This is a weirdly evocative piece. I wrote about James Saunders’s music last year, having heard a CD and attended a live concert of his music. At the time I noted his use of found objects as well as instruments, a focus on process and structure, minimalism, controlled improvisation and group behaviour (cf. The Great Learning). One thing I didn’t discuss at the time was his ability to make pieces from simple gestures using simple domestic objects (coffee cups, sheets of paper) and transcend these materials to make rich, subtle soundscapes far removed from their mundane origins. (I’m trying to remember who made that criticism of musique concrète, that so much of it dwells in the cosy familiarity of the banal.)
Reading Saunders’ own discussion of assigned #15, it all seems straightforward: he had spent the better part of a decade making modular pieces out of combinations of short musical gestures and longer, sustained drones. These modules could be reused, mixed and matched, each piece a one-off. assigned #15 is a new work which combines a selection of these modules into a repeatable piece of music.
The resulting music was completely unexpected. This very rarely happens, but listening to the CD created a very strong sensory impression in my head. The small chamber ensemble, augmented by a small organ, shortwave radio and dictaphones, evoked memories of being on deck for a ferry crossing. The low, constant thrum of the engines, the whistling of a wind that rises and falls, the unsteady rhythms of cables caught in the crosswind, the slow sighing and creaking of the vessel shifting in the water. This is merely my personal affectation but it illustrates the transformative qualities the composition has upon its materials.
The dictaphones distort and blur the other instruments, the radio and organ recede into the wash that simultaneously covers and anchors the other instruments. The strange combination of fleeting gestures and drones means that the music changes from one minute to the next but never loses hold of a unified, enigmatic image. I’ve previously described some of Saunders’ work as verging on technical exercises but this piece goes beyond any technical considerations; it makes a surprisingly bold statement over its unbroken span of 45 minutes.
Much of these qualities are brought out by the excellent playing by Apartment House, assisted by the composer handling the electronic devices. The musicians maintain a relentlessly focussed balance between the heavy and the delicate textures throughout.
In my last post a month ago(!) I was navel-gazing over the musical conversation going on in London. It’s occurred to me that I’ve been taking for granted how many interesting composers are working in the UK these days. Just recently I read Daniel Wolf’s post about the two streams in British composition now and it’s nice to know my opinion isn’t pure parochialism.

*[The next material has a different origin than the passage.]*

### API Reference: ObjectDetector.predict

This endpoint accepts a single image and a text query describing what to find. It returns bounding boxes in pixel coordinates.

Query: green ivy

Wolf’s mostly discussing the “complexity” school in his post, but it’s interesting to see that the “experimental tradition” is still thriving, too. I got this bee in my bonnet about how what is usually considered “experimental” in music is the stuff that approaches music as art, more than as craft, so I’ve been pleased to find more than just a scattering of a few, lone voices in the British scene.
That sense of “scene” is helped through supportive musicians and other organisations, like the record label Another Timbre. A couple of weeks ago I saw Ensemble Plus-Minus perform a concert of pieces by James Saunders. The music draws from a variety of influencing sources: group behaviour and home-made materials à la the Scratch Orchestra, a focus on process and structure that emerged with conceptual art, minimalism, controlled improvisation, the austerity of materials used in the Wandelweiser group. Group behaviour was the organising principle for several works: titles like everyone doing what everyone else is doing and everybody do this pretty much sum up how the musicians interact in the respective pieces. The music is composed through the arrangement of these interactions, leaving the sounds themselves to the discretion of the performers, using both instruments and found objects.
At times the music teetered on the edge of being little more than a technical exercise, albeit an entertaining one. Much conventional music also takes this risk, with much less interesting results. You start to wonder if a recording of the music would be less appealing because of the lack of the theatrical element, or more appealing because the structural means are a distraction from the musical ends.
Luckily for me, just after the concert I got sent a nice swag of CDs by Another Timbre for reviewing or whatever. One of them is Saunders’ disc divisions that could be autonomous but that comprise the whole. The musical material here is much more spare, with much fewer musicians involved than in the Plus-Minus gig. Two duets, three solos, a trio, and a work “for 10 players with coffee cups on various surfaces”. Without visuals, the music is separated from concerns about technical exercises and deals with subtle distinctions in sound. Much of the disc is very quiet, and the sounds often have an ambiguous character to them, fragile and unstable. When just listening, you realise that the substance is obscured as equally as the technique: a harp is prepared with objects and bowed, radio static merges with the soft rasping of a bowed wood block.
These finely nuanced results are very different from the deceptively straightforward compositional strategies that produce them. As with a good piece of the New Complexity school, the music is both intellectually and aesthetically satisfying.